Furniture will often be white or of light wood, and color schemes range from romantic pastels to nautical-themed blue and navy tones.

Many summer houses have wood-burning stoves or fireplaces, because evenings and nights can be chilly. They could have spa facilities, swimming pools or billiard tables as well.

And of course, a terrace! The place where the family can relax all together, grill and have a talk and fun.

Rules. Always rules

Danish summer houses today are more popular than ever before. And not just among the Danes. More and more foreigners (especially Norwegians, Swedes and Germans) want to buy Danish summer cottages. But it's not so easy.
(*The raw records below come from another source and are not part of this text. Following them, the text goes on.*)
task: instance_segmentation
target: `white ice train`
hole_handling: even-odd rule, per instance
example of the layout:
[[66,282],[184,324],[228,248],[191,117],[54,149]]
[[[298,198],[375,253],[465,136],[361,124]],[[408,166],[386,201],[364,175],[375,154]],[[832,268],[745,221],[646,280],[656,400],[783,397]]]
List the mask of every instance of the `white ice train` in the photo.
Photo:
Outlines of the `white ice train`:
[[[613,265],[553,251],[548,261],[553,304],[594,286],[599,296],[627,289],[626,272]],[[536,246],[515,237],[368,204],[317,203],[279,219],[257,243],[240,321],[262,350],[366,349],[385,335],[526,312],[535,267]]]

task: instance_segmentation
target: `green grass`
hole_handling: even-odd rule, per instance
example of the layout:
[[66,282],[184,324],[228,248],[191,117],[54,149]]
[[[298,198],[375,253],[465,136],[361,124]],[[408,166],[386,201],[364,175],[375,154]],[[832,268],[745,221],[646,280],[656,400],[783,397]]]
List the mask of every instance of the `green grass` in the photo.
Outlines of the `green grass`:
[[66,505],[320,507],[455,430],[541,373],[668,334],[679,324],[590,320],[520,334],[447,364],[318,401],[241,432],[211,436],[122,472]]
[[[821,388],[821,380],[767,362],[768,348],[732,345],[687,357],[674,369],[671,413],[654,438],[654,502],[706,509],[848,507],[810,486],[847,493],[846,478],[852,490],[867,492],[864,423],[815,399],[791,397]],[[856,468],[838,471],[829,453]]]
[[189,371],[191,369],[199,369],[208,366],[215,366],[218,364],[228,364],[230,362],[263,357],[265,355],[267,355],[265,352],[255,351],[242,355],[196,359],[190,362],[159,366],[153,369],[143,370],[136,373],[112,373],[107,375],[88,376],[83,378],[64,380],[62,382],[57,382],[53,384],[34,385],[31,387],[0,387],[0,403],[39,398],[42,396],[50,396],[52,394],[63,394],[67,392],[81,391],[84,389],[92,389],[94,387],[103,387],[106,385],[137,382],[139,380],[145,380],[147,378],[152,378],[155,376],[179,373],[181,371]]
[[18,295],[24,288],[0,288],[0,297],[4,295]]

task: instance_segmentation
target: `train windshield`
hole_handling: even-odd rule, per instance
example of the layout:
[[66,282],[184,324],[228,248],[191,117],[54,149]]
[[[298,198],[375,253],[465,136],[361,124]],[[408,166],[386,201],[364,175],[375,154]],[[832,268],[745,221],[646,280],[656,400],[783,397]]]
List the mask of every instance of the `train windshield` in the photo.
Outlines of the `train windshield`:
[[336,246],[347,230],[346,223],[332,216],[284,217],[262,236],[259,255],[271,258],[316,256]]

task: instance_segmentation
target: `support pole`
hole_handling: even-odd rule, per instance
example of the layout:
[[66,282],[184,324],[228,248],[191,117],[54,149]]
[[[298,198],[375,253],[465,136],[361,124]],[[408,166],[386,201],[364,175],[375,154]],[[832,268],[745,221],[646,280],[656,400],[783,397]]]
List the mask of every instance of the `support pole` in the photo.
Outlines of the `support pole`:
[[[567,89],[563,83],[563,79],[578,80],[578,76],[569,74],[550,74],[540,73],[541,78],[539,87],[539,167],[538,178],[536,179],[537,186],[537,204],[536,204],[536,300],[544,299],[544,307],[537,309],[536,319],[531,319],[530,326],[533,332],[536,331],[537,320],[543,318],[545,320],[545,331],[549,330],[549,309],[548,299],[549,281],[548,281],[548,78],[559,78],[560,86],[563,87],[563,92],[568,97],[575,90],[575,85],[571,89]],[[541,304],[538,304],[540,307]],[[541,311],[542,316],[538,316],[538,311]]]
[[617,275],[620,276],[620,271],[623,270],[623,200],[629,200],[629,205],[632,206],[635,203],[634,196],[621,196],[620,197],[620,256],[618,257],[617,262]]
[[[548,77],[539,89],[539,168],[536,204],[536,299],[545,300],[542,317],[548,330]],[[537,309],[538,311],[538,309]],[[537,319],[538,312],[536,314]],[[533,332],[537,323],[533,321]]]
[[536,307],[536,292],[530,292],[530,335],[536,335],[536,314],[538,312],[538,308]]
The law preventing foreigners from buying holiday homes in Denmark has been in place since 1973, when Denmark joined the then European Community. Exceptions to the rule allows foreigners to apply for an exemption if they have a special connection to Denmark (for example if they have been on holidays here for several years or have Danish family or other cultural ties to Denmark).

But it's not all surprises. While under Danish law, owners are not normally permitted to use these houses as permanent homes, an exception is made for pensioners. The other surprise is that you can't cut the grass or have party during the lunch time. So, before you rent or buy a Danish summer house, it is better to know more about the rules in this area.

Renting a summer house in Denmark

Most summer houses in Denmark are privately owned and you can also rent them through a tourist office or agency. You normally rent holiday cottages for a week (from Saturday until Saturday). Danish holiday homes are always fully equipped with kitchen utensils, crockery, pillows and duvets.

- For a modern, furnished house with shower and toilet, hot and cold water, refrigerator, washing machine and two to three bedrooms with room for four to six people, you can expect to pay around 3.000 kr for a week in the low season. Prices are very slightly depending on region, location, season and the type of summer house, says Lene Rusholt, recruiter of Novasol-dansommer in Juelsminde.

- You can also rent luxury summer house. For example, prices for the summer house in the very popular area Pøt Stranden (15 km from Horsens) with top-of-the-range facilities such as jacuzzi, billiard and extra beds will start from around 9.000 kr in the high season, explaines Lene Rusholt.

In addition to the rent, you pay for electricity. And if you do not feel inclined to set to work with duster and mop at the end of the holiday, there is a bill for thorough cleaning of the property.

- We would like to make people's holiday comfortable and unforgettable. And we truly believe that if the holiday is perfect for the child, so it is perfect for the mother, and of course for the father. Happy people and happy society - what could be better, says Lene Rusholt.